Critique de livre : « Les anthropologues », par Aysegul Savas

Critique de livre : « Les anthropologues », par Aysegul Savas


Il n’existe peut-être pas de meilleur conseil en matière de gestion du temps que ce rappel souvent cité d’Annie Dillard : « La façon dont nous passons nos journées détermine, bien entendu, la façon dont nous passons nos vies. » Ce conseil, qui est apparu pour la première fois dans le livre de Dillard, The Writing Life, paru en 1989, était à l’origine conçu comme une recommandation pour les écrivains en herbe de respecter un emploi du temps, mais, en raison de sa profonde simplicité, il a été adopté comme un cri de ralliement existentiel.

Mais comment faire Comment passons-nous nos journées ? Nos heures ne sont que rarement façonnées par des événements notables et discrets ; le plus souvent, nous passons notre temps à effectuer des tâches routinières si banales qu'elles sont presque invisibles : consulter notre téléphone, faire la queue à la pharmacie, rester coincé dans les embouteillages, surfer sur Internet. Si quelqu'un essayait d'organiser et de raconter une vie, comment s'y prendrait-il ? que?

Asya, l’héroïne du troisième roman d’Aysegul Savas, « Les Anthropologues », connaît bien ce dilemme. « La vie quotidienne, admet-elle, était une histoire difficile à raconter. »

Asya est la moitié d’un couple vivant à l’étranger, dans une ville inconnue. Elle est réalisatrice de documentaires et son mari, Manu, travaille dans une organisation à but non lucratif. Au début du roman, ils résident dans leur pays d’adoption depuis plusieurs années et doivent donc prendre deux grandes décisions. Tout d’abord, ils décident d’acheter leur propre maison. Ensuite, Asya décide que pour son prochain documentaire, elle filmera un parc local. Ces deux décisions sont motivées par l’anxiété : Asya craint que « nous ne vivions pas selon les bonnes règles, que nous devions rendre notre vie plus solide ».

Ainsi, le récit se poursuit tandis qu'Asya et Manu visitent un certain nombre de maisons potentielles, et qu'Asya passe du temps à filmer et à interviewer des gens dans le parc. Et c'est tout. C'est ce qui constitue le fil conducteur de l'intrigue. Mais, comme dans la vie elle-même, les grands événements ne sont pas nécessairement ce qui donne à ce livre sa chaleur délectable.

Tandis qu'Asya et Manu poursuivent leurs deux grands objectifs, la vie fait rage autour d'eux. Ils ont une poignée d'amis – Ravi, Lena, Sharon et Paul – avec qui ils passent du temps, et ces amis ont leurs propres dynamiques et frustrations. Pendant ce temps, Asya et Manu ont également noué une relation avec leur voisine du dessus, une vieille femme nommée Tereza avec qui ils prennent le thé chaque semaine, un rituel qui évolue lentement à mesure que l'acuité mentale de Tereza commence à décliner. Les parents de Manu viennent lui rendre visite. La meilleure amie d'Asya vient lui rendre visite.

Mais ces événements ne sont pas forcément là comme des accroches narratives. Ils apparaissent plutôt comme des couleurs et des tons qui étoffent la vie d'Asya et Manu. Les personnages et les intrigues apparaissent, disparaissent et refont surface. Nous rencontrons Tereza dans un chapitre, puis nous ne la revoyons que 60 pages plus tard. Une relation troublée s'épanouit entre Ravi et Lena, mais nous n'en faisons l'expérience qu'en marge.

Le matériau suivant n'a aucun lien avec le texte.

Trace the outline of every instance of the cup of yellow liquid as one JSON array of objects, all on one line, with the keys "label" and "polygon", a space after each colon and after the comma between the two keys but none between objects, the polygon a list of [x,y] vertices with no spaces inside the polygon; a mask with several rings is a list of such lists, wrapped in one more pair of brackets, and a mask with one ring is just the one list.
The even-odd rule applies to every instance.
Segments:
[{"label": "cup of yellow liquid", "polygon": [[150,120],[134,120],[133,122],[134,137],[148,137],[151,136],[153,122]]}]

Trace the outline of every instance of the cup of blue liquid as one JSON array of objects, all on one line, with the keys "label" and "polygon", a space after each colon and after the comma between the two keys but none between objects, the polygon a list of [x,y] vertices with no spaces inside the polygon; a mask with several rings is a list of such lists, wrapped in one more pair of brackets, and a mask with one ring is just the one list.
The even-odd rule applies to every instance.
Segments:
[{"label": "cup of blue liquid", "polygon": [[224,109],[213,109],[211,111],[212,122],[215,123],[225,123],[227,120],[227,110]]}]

Le livre semble plutôt avoir pour mission de plonger le lecteur dans l’esprit d’une femme qui évalue ses journées et réfléchit à ce qu’elle veut que soit sa vie alors qu’elle cherche un nouveau foyer. J’ai trouvé cela absolument enchanteur. Même les événements les plus banals résonnent d’importance lorsqu’ils sont observés à travers la prose et l’intrigue méticuleuses et à plusieurs niveaux de Savas. Sa narration est subtile mais délibérée, et à travers elle, nous voyons comment les verres entre amis, par exemple, peuvent être un sommet philosophique ou un tremplin romantique ou… juste des verres entre amis. Les moments ordinaires contiennent des multitudes, semble dire le roman. Les moments ordinaires sont importants.

Ce qui motive Asya à créer son documentaire sur le parc, c'est en partie son désir de « filmer la vie quotidienne et de louer sa grâce banale ». Cela semble également être le projet de ce roman : avec « Les Anthropologues », Savas nous invite à louer la grâce banale des vies d'Asya et de Manu et, ce faisant, à nous arrêter et à apprécier les belles textures de notre propre vie.